Founded in 1859, that club would later play in the amateur National Association, then won the first pennant when that league went professional in 1871.

"I thought, 'Here's a team I don't know anything about,' " he said. " 'Here's a league I don't know anything about.' I was totally ignorant of 19th- century baseball except for the fact that they played it.

"When I came across references to the first guy to wear a glove or the first pitcher's mound, I just thought it would be a great idea to get 18 guys together with a case of beer and play in the park one day."

Alberts was convinced his was a unique concept. A week later, his mother brought him an article from a Maryland newspaper about a game between two vintage teams there.

"So I looked up online to find out where the Philadelphia team was," he said. "When I saw there wasn't one, my civic pride was offended. As much of a baseball town as we are, as important to the history of baseball as we are, as important as history is to our civic identity, how did this not already happen?"

Eventually, with the help of brothers Eric and Ryan Berley, who own the Franklin Fountain ice cream parlor in Old City, he found enough people with similar interests to field a team and challenge other clubs, many of whom play by different sets of rules from baseball's chaotic first decades.

These Athletics pitch underhanded from a box rather than a raised mound. Though the bases are 90 feet apart, many of the 1864 rules seem so quirky a century and a half later that the resulting game sometimes resembles cricket more than baseball.

"The game that has evolved is ultimately a better one, but the old game is interesting too, and that's why we enjoy it," said Alberts. "It's similar enough to be familiar but different enough to be a novelty. It's a unique challenge and much more interesting cerebrally than playing softball."

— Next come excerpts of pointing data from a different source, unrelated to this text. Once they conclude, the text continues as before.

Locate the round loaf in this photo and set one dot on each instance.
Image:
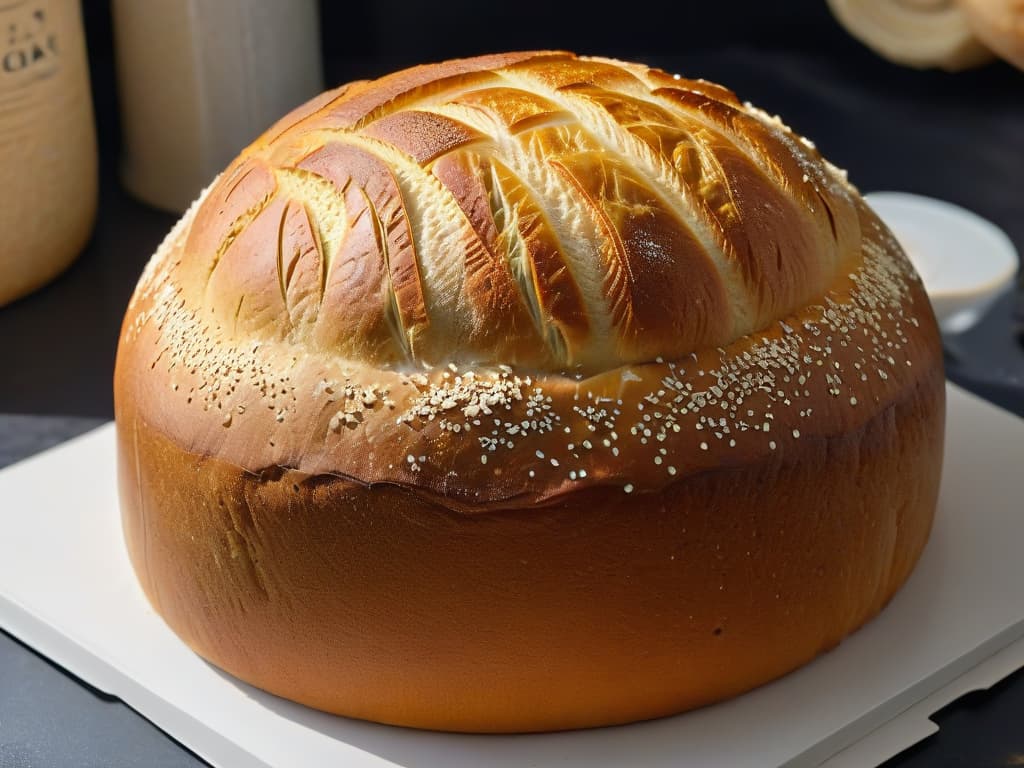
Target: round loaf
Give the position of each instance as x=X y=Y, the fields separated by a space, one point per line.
x=525 y=392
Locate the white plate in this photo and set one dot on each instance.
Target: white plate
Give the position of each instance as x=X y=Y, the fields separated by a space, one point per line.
x=966 y=261
x=68 y=590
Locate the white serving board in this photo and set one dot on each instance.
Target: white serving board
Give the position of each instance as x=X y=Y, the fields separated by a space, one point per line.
x=67 y=590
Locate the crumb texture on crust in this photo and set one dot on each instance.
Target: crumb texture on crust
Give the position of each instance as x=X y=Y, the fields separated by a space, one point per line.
x=502 y=279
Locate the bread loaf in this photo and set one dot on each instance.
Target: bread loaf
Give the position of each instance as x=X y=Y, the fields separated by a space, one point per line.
x=525 y=392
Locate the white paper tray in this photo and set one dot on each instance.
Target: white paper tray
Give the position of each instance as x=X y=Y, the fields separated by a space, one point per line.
x=67 y=589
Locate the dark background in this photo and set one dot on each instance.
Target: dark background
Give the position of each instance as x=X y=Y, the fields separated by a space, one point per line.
x=958 y=137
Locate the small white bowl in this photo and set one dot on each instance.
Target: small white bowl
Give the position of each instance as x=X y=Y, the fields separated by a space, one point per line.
x=965 y=261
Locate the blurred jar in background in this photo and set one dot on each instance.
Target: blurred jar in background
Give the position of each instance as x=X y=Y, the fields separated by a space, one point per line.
x=47 y=142
x=199 y=80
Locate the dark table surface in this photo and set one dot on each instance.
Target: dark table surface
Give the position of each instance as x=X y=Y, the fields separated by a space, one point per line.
x=955 y=137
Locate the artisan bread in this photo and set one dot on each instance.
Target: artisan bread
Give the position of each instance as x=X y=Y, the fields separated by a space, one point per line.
x=525 y=392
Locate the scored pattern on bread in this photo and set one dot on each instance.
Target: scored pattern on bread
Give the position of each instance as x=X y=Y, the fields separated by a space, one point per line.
x=537 y=210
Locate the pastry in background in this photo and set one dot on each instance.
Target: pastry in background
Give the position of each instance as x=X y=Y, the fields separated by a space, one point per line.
x=915 y=33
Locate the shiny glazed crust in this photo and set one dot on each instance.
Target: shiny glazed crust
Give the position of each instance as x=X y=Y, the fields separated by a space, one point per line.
x=525 y=392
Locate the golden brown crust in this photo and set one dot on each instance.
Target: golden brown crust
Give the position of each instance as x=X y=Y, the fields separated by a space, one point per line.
x=595 y=608
x=440 y=354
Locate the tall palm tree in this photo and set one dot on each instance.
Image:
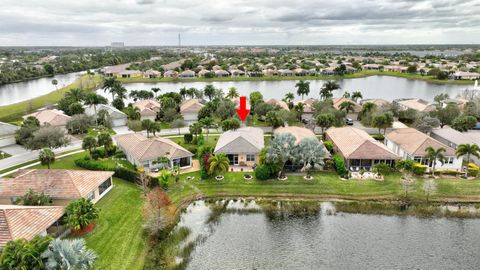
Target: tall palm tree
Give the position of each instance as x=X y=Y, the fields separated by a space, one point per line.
x=218 y=164
x=303 y=88
x=435 y=155
x=92 y=99
x=468 y=150
x=232 y=93
x=68 y=254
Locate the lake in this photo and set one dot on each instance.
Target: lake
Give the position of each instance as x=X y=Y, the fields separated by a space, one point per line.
x=16 y=92
x=385 y=87
x=262 y=240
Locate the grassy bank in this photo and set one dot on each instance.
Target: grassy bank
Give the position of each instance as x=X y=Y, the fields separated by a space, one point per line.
x=14 y=112
x=360 y=74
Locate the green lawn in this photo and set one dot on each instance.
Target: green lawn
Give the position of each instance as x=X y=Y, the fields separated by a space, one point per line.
x=118 y=237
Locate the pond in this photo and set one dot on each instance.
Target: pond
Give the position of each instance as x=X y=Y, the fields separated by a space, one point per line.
x=385 y=87
x=20 y=91
x=247 y=236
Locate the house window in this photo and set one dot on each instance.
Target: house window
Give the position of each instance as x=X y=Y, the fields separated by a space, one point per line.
x=104 y=186
x=91 y=195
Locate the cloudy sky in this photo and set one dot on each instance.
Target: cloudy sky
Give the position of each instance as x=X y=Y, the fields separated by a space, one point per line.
x=238 y=22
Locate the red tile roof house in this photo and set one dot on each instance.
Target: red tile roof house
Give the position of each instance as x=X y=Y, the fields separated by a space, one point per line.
x=143 y=151
x=26 y=222
x=359 y=149
x=62 y=186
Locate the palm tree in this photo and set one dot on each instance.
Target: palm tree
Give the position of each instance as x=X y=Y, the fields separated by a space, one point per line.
x=435 y=155
x=68 y=254
x=46 y=157
x=357 y=95
x=328 y=88
x=346 y=106
x=232 y=93
x=303 y=88
x=92 y=99
x=218 y=164
x=468 y=150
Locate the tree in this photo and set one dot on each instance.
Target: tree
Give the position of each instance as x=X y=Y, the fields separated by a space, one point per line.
x=356 y=95
x=325 y=121
x=232 y=93
x=218 y=163
x=273 y=119
x=105 y=139
x=426 y=124
x=434 y=155
x=303 y=88
x=68 y=254
x=47 y=136
x=80 y=213
x=383 y=121
x=92 y=99
x=55 y=83
x=282 y=149
x=46 y=157
x=178 y=123
x=311 y=153
x=468 y=150
x=347 y=106
x=209 y=91
x=328 y=88
x=24 y=255
x=79 y=124
x=89 y=143
x=230 y=124
x=463 y=123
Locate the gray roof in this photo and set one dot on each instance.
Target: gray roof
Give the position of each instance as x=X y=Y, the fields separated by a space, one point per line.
x=248 y=140
x=455 y=136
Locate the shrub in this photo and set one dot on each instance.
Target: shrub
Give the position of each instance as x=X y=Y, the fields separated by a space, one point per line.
x=419 y=169
x=188 y=138
x=339 y=163
x=263 y=172
x=473 y=169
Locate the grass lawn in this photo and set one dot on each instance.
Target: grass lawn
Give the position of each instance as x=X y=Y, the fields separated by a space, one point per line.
x=118 y=237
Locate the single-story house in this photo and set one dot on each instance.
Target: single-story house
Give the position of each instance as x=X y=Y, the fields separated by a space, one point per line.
x=338 y=101
x=359 y=149
x=7 y=134
x=62 y=186
x=26 y=222
x=152 y=74
x=149 y=108
x=416 y=104
x=410 y=143
x=118 y=117
x=190 y=108
x=187 y=74
x=242 y=146
x=51 y=117
x=145 y=152
x=279 y=103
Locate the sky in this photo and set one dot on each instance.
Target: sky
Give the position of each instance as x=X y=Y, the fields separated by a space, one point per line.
x=238 y=22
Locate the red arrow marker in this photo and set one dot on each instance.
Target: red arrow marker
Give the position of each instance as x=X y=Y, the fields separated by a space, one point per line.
x=243 y=112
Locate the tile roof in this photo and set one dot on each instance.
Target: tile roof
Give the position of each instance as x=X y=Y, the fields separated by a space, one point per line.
x=242 y=140
x=354 y=143
x=26 y=222
x=415 y=142
x=142 y=148
x=58 y=184
x=191 y=105
x=52 y=117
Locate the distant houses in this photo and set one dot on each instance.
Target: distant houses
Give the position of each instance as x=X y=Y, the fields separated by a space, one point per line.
x=242 y=146
x=146 y=152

There are no gloves. The bats can be only 21/2 inches around and, unless someone can find an early reference to maple, must be either ash, poplar, or oak.

Their uniforms were based on what they saw in wood-cut engravings from Harper's Weekly and read about in  books. The more research Alberts did, the more intrigued he became.

"In 1867, 40,000 showed up for a game here at, I think, Camac Woods [a field near the present-day site of Temple University]," he said. "That was 5 percent of the city's population."

Alberts' Athletics have traveled as far as Queens, often playing doubleheaders in which their rules are used for one game and the opponents' for the other. They went winless in their inaugural season but have won a few this year, though victories, he said, aren't the point.

"On one level, our ultimate goal is to create a divisional structure nationwide for vintage base ball," he said. "But that's way down the road. On another level we joke that we're a revolution designed as a baseball team. We're trying to re-create a sense of community.

"There's a certain nostalgia for innocence that goes with what we're doing that I think is wrong-headed. It used to be in this city that there were neighborhoods where everyone worked at the same factories, drank at the same bars. Some still have that, and it's beautiful. But for those of us who don't, we're looking to re-create it, and this is a part of that."

"It's less of a movement," he said, "than kind of the zeitgeist for our era. Let's create something as opposed to just consuming."